Wednesday, 17 December 2014
Jayne M Bormann1, James J Holmes2, Valerie J Sahakian2, Shannon Klotsko2, Graham Kent1, Neal W Driscoll2, Alistair J Harding2 and Steven G Wesnousky3, (1)Nevada Seismological Lab, University of Nevada Reno, Reno, NV, United States, (2)Scripps Institution of Oceanography, University of California San Diego, La Jolla, CA, United States, (3)Center for Neotectonic Studies, University of Nevada Reno, Reno, NV, United States
Geodetic data indicate that faults offshore of Southern California accommodate 6-8 mm/yr of dextral Pacific-North American relative plate motion. In the Inner California Borderlands (ICB), modern strike-slip deformation is overprinted on topography formed during plate boundary reorganization 30-15 Ma. Despite its proximity to urban Southern California, the hazard posed by active faults in the ICB remains poorly understood.

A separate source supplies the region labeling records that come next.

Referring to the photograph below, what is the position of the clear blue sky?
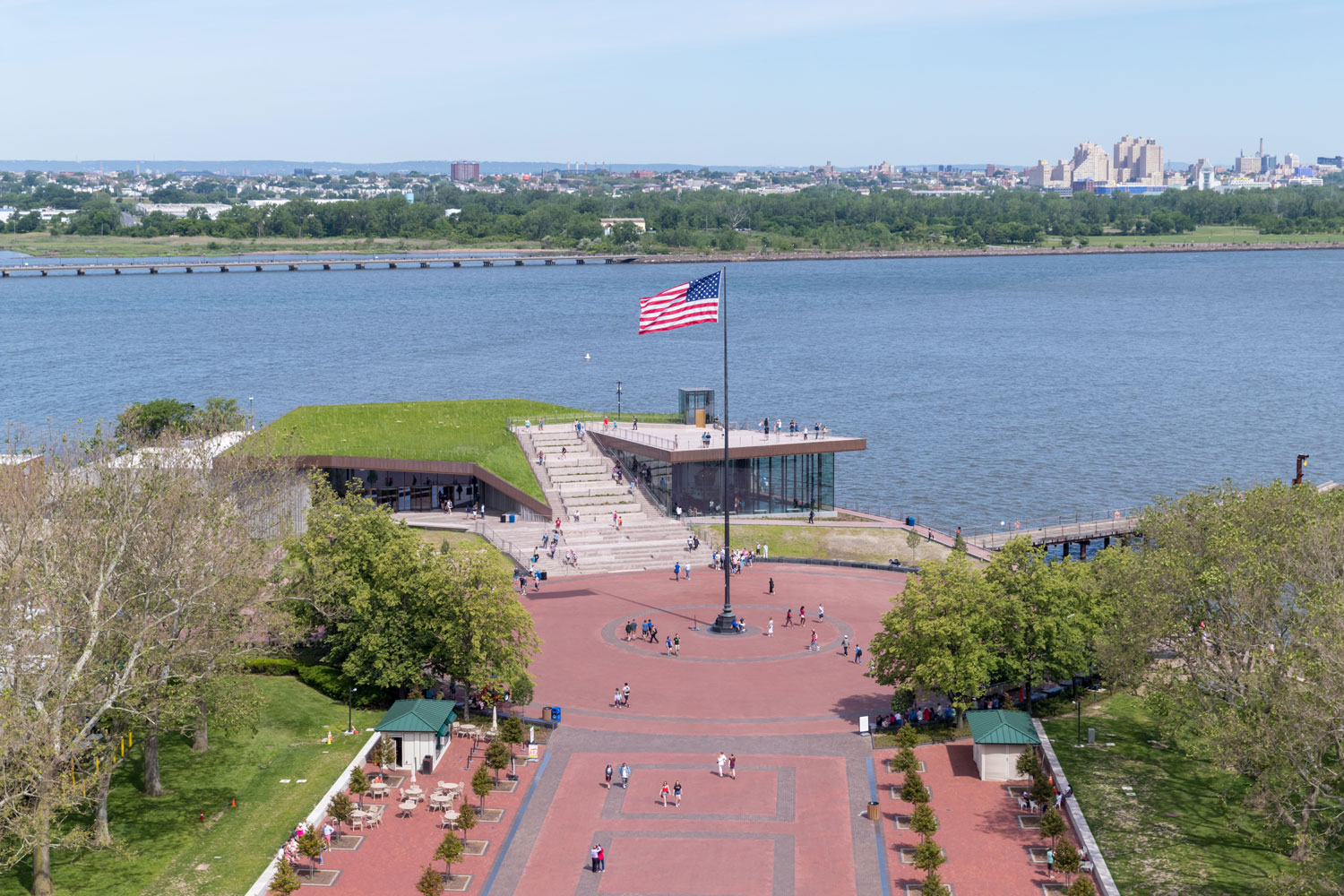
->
[0,0,1344,165]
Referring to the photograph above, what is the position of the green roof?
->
[967,710,1040,745]
[375,700,457,737]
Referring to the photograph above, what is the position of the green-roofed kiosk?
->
[374,700,457,774]
[967,710,1040,780]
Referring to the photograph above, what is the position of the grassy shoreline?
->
[0,227,1344,263]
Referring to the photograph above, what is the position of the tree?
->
[486,740,513,780]
[116,398,196,444]
[914,839,948,872]
[900,771,929,804]
[1055,837,1083,884]
[910,804,938,840]
[435,831,465,880]
[327,790,355,839]
[0,439,290,896]
[870,555,1000,724]
[919,871,952,896]
[457,802,476,842]
[297,831,323,877]
[268,858,304,896]
[472,764,495,809]
[349,766,370,809]
[1040,806,1069,858]
[416,866,444,896]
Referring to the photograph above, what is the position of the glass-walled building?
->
[590,426,866,516]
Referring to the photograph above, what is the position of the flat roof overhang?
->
[289,454,556,519]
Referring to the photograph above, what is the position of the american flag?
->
[640,271,723,334]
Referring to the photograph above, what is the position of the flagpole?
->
[714,264,737,633]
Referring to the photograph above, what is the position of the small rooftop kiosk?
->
[967,710,1040,780]
[374,700,457,774]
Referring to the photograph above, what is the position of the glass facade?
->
[616,452,836,516]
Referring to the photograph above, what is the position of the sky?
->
[0,0,1344,167]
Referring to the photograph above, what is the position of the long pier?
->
[0,255,639,278]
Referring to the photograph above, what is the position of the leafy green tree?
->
[297,831,323,877]
[268,858,304,896]
[457,802,476,842]
[910,804,938,840]
[1040,806,1069,858]
[486,740,513,780]
[327,790,355,837]
[914,839,948,872]
[1055,837,1083,884]
[435,831,464,880]
[349,766,370,809]
[472,764,495,809]
[416,866,444,896]
[900,771,929,805]
[870,555,1000,724]
[116,398,196,444]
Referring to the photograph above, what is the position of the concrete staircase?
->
[507,427,710,581]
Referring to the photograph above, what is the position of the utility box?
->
[676,388,714,428]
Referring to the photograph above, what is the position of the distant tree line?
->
[0,184,1344,251]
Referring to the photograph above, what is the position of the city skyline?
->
[0,0,1344,168]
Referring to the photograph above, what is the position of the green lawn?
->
[0,676,382,896]
[1045,696,1289,896]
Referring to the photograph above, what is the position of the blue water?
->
[0,251,1344,528]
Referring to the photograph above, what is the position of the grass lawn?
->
[266,398,644,500]
[417,530,516,575]
[695,522,952,563]
[0,676,382,896]
[1045,694,1289,896]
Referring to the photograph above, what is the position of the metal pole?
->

We acquired a 4000-line-km regional grid of high-resolution, 2D multichannel seismic (MCS) reflection data and multibeam bathymetry to examine the fault architecture and tectonic evolution of the ICB. We interpret the MCS data using a sequence stratigraphic approach to establish a chronostratigraphy and identify discrete episodes of deformation. We present our results in a regional fault model that distinguishes active deformation from older structures.

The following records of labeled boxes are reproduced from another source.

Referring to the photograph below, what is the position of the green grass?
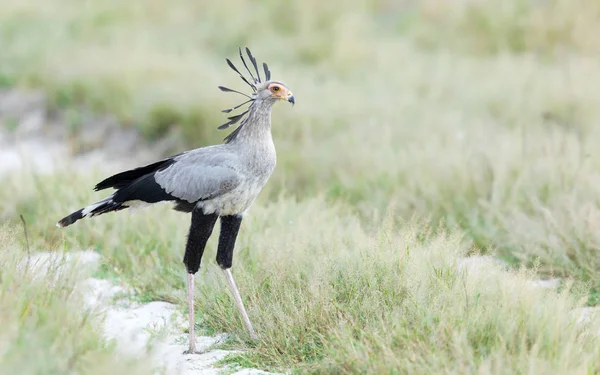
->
[0,0,600,374]
[0,225,150,374]
[1,172,600,374]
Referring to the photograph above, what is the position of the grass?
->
[1,172,600,374]
[0,0,600,373]
[0,225,150,374]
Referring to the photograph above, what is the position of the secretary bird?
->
[57,48,295,353]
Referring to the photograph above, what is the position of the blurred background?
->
[0,0,600,374]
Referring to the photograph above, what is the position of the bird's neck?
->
[229,102,273,147]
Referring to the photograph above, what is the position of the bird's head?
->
[218,48,296,130]
[256,81,296,105]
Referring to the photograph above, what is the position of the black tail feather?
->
[56,208,83,228]
[56,199,128,228]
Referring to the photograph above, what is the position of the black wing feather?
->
[94,154,181,191]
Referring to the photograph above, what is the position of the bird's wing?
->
[154,152,242,202]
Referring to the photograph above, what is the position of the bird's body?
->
[57,49,294,353]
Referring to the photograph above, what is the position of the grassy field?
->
[0,0,600,374]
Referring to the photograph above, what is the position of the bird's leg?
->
[223,268,258,341]
[183,212,218,354]
[217,215,258,340]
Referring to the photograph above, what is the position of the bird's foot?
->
[183,349,205,355]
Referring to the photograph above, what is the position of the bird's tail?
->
[56,196,127,228]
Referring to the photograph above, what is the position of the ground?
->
[0,0,600,374]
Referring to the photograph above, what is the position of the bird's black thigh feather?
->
[183,208,218,273]
[217,215,242,269]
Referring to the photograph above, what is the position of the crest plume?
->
[217,47,271,135]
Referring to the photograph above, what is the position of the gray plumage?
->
[154,101,276,216]
[57,48,295,354]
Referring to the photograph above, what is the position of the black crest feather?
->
[217,47,271,142]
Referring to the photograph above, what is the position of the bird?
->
[57,47,295,354]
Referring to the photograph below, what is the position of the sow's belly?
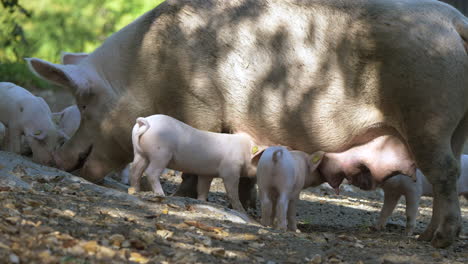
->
[319,127,416,190]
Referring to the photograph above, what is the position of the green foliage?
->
[0,0,164,88]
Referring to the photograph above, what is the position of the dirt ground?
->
[0,88,468,264]
[0,152,468,264]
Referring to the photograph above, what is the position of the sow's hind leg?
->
[408,120,465,247]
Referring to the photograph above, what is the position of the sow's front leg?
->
[408,135,461,248]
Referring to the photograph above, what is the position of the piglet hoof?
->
[154,192,166,197]
[405,226,414,237]
[418,225,434,242]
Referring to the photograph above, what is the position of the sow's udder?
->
[319,135,416,190]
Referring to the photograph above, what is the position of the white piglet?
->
[0,82,64,165]
[0,122,6,150]
[376,155,468,235]
[130,115,258,213]
[257,146,324,231]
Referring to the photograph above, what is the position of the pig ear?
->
[60,52,89,65]
[25,58,90,93]
[52,111,64,125]
[24,129,47,140]
[309,151,325,171]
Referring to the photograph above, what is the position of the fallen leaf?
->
[128,252,149,264]
[184,220,226,234]
[127,187,136,195]
[0,186,11,192]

Significant differences exist between our model of ICB deformation and existing models. Mounting evidence suggests a westward temporal migration of slip between faults in the ICB. In the eastern ICB, slip on the Newport-Inglewood/Rose Canyon fault and the neighboring Coronado Bank fault (CBF) diminishes to the north and appears to decrease over time. Undeformed Late Pliocene sediments overlie the northern extent of the CBF and the breakaway zone of the purported Oceanside Blind Thrust. Therefore, CBF slip rate estimates based on linkage with the Palos Verdes fault to the north are unwarranted. Deformation along the San Mateo, San Onofre, and Carlsbad trends is best explained as localized deformation resulting from geometrical complexities in a dextral strike-slip fault system. In the western ICB, the San Diego Trough fault (SDTF) offsets young sediments between the US/Mexico border and the eastern margin of Avalon Knoll, where the fault is spatially coincident with the San Pedro Basin fault (SPBF). Farther west, the San Clemente fault (SCF) has a strong linear bathymetric expression. The length and simplicity of the SDTF and the SCF traces suggest that these faults may accommodate the majority of the contemporary ICB dextral deformation. Kinematic linkage between the SDTF and the SPBF increases the potential rupture length for earthquakes on either fault and may allow events nucleating on the SDTF to propagate much closer to the LA Basin.